Non mais quand le bonhomme affirme de façon péremptoire que le monisme est irrationnel c’est une affirmation non prouvée, non étayée et balancée comme ça par pure apologétique partisane rien de plus..
Je voulais au moins faire voir à ezechiel que la science n’a rien d’une chasse gardée et que la rationnel/irrationnel ne sont que des désignations relatives. J’aimerais bien qu’il réagisse là-dessus.
C’est d’ailleurs le cas en Chine avec la dialectique Yin/Yang (difficile de faire plus dualiste) dans un cadre moniste (le Tao que l’on ne peut ni définir ni nommer)
Oui, c’est très puissant : le WuJi et le Yin Yang. Et le TaiJi, entre les deux : une polarisation qui se forme déclenchant son contraire. l’antimatière (première état, plutôt) qui créé la matière (deuxième état). J’expliquais justement à yoa que le WuJi est le vide, mais pas le rien, au contraire, c’est tout le potentiel. La graine est l’arbre "en virtuel", son imago. Alors que l’arbre a la mémoire de sa construction qui dit son plan dans les graines.
Cela ne s’impose pas d’évidence à notre échelle à cause de dimensions qui les cache : l’espace, le temps, le tangible/intangible, la causalité, le local comme vous dites.
Mais en quantique ces dimensions disparaissent, dont la localité, pour un paysage des principes que le taoïsme révèle pas mal. L’onde et le corpuscule existant comme aspects permanents (Yin Ying) l’un de l’autre (son WuJi). Et sans doute d’autres aspects liés dans cette "plastique" du vide qui n’est pas rien.

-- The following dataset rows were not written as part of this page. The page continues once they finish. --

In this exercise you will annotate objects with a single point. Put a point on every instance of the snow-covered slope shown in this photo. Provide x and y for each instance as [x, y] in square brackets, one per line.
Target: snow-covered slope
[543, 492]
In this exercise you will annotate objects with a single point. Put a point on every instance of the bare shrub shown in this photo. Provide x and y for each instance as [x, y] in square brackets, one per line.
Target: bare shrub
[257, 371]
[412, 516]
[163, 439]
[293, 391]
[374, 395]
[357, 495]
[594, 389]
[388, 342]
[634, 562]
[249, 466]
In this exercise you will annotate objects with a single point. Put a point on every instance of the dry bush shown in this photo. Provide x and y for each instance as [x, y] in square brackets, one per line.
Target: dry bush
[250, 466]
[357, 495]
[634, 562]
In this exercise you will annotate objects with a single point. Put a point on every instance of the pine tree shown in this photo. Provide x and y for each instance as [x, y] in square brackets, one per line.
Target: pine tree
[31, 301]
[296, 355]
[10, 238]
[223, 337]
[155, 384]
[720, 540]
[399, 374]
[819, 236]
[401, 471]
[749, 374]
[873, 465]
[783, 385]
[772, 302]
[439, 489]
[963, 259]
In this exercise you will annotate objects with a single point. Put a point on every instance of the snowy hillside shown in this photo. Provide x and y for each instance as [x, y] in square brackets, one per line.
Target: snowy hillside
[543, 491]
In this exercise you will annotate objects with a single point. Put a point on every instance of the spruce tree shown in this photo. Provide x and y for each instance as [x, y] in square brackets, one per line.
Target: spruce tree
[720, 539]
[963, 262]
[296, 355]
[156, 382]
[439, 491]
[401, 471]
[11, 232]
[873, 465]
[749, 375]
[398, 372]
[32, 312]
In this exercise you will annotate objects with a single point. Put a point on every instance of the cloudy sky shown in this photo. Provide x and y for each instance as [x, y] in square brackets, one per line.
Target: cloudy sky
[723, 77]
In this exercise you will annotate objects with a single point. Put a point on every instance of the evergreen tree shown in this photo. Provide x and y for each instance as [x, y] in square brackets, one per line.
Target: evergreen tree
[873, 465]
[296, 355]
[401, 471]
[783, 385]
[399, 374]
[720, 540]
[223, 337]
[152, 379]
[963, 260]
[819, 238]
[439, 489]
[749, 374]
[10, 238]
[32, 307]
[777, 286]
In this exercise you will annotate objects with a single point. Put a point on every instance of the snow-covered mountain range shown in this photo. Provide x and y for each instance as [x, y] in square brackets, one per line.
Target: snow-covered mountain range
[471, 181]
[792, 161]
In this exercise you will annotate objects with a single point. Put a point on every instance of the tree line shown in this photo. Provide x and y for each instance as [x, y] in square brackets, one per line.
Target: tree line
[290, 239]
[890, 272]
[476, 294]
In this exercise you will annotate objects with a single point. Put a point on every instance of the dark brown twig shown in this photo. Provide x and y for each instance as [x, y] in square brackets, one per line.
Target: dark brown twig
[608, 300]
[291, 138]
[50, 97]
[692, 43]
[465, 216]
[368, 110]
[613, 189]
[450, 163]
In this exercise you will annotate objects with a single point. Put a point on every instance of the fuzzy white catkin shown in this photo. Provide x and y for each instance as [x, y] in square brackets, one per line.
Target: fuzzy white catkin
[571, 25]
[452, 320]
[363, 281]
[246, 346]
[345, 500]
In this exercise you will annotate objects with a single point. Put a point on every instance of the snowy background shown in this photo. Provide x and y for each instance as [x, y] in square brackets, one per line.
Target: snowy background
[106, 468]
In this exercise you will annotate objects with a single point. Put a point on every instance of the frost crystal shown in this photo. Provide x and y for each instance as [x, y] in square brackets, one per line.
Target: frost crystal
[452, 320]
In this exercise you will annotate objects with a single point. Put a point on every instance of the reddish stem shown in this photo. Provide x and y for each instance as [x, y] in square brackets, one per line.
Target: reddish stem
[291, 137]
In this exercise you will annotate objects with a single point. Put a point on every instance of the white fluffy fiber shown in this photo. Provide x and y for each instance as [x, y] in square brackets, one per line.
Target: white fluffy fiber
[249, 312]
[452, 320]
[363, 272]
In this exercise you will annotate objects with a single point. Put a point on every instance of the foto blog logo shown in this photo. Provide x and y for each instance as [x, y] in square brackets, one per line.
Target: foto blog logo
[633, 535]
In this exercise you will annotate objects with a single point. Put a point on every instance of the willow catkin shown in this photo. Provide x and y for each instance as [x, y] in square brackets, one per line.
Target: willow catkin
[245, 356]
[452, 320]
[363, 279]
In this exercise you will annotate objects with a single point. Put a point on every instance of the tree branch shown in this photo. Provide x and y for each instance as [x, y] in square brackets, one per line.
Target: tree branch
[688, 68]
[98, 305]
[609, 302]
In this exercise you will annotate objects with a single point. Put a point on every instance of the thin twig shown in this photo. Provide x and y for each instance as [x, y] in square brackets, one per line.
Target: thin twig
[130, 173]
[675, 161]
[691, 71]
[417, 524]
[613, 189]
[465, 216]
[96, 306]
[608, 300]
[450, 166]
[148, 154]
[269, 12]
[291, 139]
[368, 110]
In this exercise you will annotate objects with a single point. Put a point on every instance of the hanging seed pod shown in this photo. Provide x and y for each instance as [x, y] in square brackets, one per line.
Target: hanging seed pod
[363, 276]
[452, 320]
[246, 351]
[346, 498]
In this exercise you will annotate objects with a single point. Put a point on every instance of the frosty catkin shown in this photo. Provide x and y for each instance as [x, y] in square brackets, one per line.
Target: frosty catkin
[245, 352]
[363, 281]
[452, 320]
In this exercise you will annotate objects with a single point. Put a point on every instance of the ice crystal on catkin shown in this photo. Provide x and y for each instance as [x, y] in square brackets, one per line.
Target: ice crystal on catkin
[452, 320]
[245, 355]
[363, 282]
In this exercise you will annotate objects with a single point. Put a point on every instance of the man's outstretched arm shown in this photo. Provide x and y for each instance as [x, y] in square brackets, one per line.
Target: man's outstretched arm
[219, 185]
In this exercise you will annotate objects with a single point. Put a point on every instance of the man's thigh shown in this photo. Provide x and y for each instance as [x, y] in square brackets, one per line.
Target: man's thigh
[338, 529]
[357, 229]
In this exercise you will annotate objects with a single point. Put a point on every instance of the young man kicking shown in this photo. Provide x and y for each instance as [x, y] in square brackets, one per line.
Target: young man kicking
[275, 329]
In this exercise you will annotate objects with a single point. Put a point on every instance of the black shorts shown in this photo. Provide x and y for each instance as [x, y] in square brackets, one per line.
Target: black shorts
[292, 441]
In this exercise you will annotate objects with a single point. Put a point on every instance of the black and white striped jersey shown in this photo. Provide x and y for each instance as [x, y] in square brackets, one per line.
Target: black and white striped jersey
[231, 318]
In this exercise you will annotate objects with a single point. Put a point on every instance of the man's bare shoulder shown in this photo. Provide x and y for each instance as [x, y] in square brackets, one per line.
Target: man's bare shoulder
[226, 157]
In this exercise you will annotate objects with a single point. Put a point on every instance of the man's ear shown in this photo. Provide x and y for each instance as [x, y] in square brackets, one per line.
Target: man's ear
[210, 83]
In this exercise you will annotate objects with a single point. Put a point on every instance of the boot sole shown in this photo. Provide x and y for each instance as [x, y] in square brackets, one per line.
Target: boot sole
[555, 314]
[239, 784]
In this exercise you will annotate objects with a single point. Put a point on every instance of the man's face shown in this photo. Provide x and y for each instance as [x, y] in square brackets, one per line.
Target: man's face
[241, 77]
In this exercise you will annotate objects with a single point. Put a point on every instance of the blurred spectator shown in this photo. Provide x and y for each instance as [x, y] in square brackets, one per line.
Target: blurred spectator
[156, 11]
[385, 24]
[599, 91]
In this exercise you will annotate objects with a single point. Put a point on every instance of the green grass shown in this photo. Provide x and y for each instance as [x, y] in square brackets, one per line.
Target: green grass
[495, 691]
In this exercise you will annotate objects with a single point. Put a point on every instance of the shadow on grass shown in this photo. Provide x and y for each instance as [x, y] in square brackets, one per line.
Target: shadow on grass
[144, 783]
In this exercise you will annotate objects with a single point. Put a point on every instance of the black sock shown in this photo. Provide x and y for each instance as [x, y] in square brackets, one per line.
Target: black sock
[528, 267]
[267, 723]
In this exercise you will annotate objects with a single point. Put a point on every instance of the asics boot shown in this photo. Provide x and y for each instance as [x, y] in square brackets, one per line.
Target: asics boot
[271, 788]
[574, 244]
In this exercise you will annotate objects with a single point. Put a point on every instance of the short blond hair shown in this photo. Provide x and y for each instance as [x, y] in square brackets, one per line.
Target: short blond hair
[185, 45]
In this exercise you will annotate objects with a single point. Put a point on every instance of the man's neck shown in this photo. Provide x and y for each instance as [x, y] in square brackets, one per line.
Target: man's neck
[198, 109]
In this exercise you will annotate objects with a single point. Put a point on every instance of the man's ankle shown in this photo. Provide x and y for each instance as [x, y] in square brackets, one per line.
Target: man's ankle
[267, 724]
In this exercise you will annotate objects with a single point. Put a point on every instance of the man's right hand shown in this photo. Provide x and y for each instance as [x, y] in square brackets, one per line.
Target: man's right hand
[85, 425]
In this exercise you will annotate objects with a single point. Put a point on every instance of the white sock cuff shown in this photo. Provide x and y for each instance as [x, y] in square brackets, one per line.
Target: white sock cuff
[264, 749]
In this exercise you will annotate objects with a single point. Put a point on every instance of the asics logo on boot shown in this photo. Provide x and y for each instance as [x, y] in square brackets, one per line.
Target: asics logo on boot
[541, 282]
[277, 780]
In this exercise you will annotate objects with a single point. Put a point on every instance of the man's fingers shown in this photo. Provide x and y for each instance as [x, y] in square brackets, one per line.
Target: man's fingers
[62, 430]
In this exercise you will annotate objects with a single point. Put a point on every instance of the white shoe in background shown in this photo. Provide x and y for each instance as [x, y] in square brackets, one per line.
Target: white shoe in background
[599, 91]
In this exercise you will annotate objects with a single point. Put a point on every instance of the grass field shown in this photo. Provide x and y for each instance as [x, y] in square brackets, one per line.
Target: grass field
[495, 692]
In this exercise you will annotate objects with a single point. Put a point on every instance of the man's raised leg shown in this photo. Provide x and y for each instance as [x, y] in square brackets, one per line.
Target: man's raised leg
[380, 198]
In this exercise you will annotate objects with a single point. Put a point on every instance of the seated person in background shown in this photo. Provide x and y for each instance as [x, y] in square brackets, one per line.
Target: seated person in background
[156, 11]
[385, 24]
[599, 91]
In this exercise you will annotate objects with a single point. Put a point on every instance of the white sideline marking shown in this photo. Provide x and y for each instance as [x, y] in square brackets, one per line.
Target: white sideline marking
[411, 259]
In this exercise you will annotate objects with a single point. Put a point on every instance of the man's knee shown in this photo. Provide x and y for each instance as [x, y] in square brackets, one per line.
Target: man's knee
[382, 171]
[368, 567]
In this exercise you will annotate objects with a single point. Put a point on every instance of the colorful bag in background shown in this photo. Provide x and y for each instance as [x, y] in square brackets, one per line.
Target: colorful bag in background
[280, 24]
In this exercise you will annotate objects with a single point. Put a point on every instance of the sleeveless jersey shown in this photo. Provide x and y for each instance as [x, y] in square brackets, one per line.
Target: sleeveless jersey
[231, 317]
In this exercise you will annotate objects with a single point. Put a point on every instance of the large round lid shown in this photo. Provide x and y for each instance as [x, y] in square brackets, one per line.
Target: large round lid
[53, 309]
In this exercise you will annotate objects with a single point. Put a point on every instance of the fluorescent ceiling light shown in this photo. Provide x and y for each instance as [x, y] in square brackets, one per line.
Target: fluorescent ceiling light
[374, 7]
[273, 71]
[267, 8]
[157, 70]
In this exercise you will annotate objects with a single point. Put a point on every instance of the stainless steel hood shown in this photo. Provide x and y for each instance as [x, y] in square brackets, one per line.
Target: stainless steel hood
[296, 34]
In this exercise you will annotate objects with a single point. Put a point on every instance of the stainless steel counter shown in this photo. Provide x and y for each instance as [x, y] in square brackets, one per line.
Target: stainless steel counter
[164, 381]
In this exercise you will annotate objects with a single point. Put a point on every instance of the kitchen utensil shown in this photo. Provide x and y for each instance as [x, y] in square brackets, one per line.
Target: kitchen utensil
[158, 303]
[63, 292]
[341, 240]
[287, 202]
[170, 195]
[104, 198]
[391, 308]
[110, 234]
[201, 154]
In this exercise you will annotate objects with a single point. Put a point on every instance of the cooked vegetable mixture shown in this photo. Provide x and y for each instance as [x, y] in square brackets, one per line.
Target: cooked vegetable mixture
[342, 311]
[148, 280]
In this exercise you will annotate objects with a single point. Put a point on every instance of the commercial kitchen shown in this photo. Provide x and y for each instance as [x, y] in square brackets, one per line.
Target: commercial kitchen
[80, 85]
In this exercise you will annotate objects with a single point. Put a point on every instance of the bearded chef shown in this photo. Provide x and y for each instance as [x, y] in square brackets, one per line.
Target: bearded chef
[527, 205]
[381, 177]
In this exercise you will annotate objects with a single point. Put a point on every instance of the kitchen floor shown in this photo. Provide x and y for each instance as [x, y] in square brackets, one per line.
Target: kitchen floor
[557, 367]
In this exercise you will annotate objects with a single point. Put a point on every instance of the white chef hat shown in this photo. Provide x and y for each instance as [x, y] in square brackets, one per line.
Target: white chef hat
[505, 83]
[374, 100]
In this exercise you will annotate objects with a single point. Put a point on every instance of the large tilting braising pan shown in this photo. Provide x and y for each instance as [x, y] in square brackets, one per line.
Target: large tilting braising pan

Notre conscience est faite aussi d’un condensé d’images du réel, un autre virtuel, avec le sensoriel. Pas simple, car on ne sait pas faire autrement qu’objectiver pour comprendre, même si c’est cherché ( David Chalmers, Bernard Baars, Giulio Tononi...). Alors que cela nous enseigne qu’il faut justement comprendre qu’elle est faite d’un "anti-objectivable", qu’il faudrait accepter de reconnaître différemment..
Enfin la nature elle même produit et intègre ses virtuels : l’organique en plus rapproché, l’hobionte en plus distant, l’écosystème, en plus vaste, c’est exploré aussi, avec la noosphère, la mémétique, où existent encore d’autres images/mémoires.
L’objectivable atteint ses limites dans les disciplines scientifiques. En considérant les "en soi", plutôt comme des "endroits", les explorations peuvent continuer en cherchant les "envers". Il faudrait faire interagir, les (astro)physiciens, les neuroscientifiques, les biologistes pour comprendre les raisons d’être de ces "en soi". Et puis des chinois, s’ils pouvaient enfin se débarrasser de leur crédit social.